Canadians are the world’s biggest Internet users, logging an average of 43.5 hours of online browsing per month, almost twice the global average, according to a recent global ComScore report on Internet use and online trends. However, many do not fully understand the implications this has for their privacy. Once their personal information is on the Internet, they have very little control over who sees it, how it is used, or how long it will be available.
“By sharing less personal information, we can help limit our exposure and the risks of our personal information being misused, abused or disclosed without consent.”
So, whether we are social networking, using an app on a mobile device, or signing up for discounts and deals, we need to think carefully about the personal information we are putting into cyberspace.
“Less is more” is also good advice for businesses and organizations that collect personal information notes Commissioner Stoddart. “Collecting and holding excess data raises the risks for your customers, but it is also costly for your business,” she warns. “It increases your risk of data breaches—which can be damaging to your reputation and expensive to clean up.”
This week, the Office of the Privacy Commissioner of Canada joins governments, privacy professionals, corporations, academics and students from around the world, in marking Data Privacy Day, an annual international celebration designed to promote awareness about privacy and education about best privacy practices.

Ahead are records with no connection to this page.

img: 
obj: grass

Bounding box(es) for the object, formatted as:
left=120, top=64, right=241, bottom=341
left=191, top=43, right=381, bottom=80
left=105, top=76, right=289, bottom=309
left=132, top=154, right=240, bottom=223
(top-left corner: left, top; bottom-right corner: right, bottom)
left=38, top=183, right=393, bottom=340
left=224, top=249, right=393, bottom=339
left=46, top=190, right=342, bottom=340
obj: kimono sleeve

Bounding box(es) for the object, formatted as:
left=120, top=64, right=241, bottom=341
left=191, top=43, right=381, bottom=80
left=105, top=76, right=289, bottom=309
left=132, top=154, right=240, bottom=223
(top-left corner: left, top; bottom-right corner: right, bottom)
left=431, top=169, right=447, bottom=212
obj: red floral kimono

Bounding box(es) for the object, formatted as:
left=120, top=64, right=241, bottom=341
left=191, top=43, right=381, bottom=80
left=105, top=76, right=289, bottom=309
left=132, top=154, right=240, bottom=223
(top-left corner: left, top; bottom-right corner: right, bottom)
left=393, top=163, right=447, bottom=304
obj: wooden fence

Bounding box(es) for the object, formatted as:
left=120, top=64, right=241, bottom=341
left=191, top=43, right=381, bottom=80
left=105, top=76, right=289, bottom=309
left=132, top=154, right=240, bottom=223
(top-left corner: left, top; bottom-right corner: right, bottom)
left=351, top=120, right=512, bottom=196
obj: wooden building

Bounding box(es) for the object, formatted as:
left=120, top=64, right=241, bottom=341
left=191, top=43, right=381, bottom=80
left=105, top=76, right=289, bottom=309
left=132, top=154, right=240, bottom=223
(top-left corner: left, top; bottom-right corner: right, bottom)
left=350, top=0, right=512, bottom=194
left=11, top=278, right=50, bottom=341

In support of Data Privacy Day, the Office of the Privacy Commissioner of Canada will be engaging in a number of activities in the week to leading up to January 28, such as the launch of some new youth privacy tools, and presentations to youth, public servants, businesses and staff. The Office has also produced some new resources, such as posters and graphics which can be used to raise awareness of privacy in any organization.
Three new tools to help young Internet users protect their privacy during a presentation by Commissioner Stoddart to students at Ottawa’s Hopewell Avenue Public School on Tuesday, January 24, 2012.
The Internet has become one of the most powerful tools kids have to connect with friends and make new ones. But the online world is a complex and rapidly evolving environment, and many kids don’t fully understand the impact that some of their activities may have on their privacy.
The new tools are designed to help teachers and parents communicate with young people about the privacy risks associated with online activities. These new tools build on the work the Office has been doing to educate youth about online privacy issues and encourage them to take steps to protect their personal information.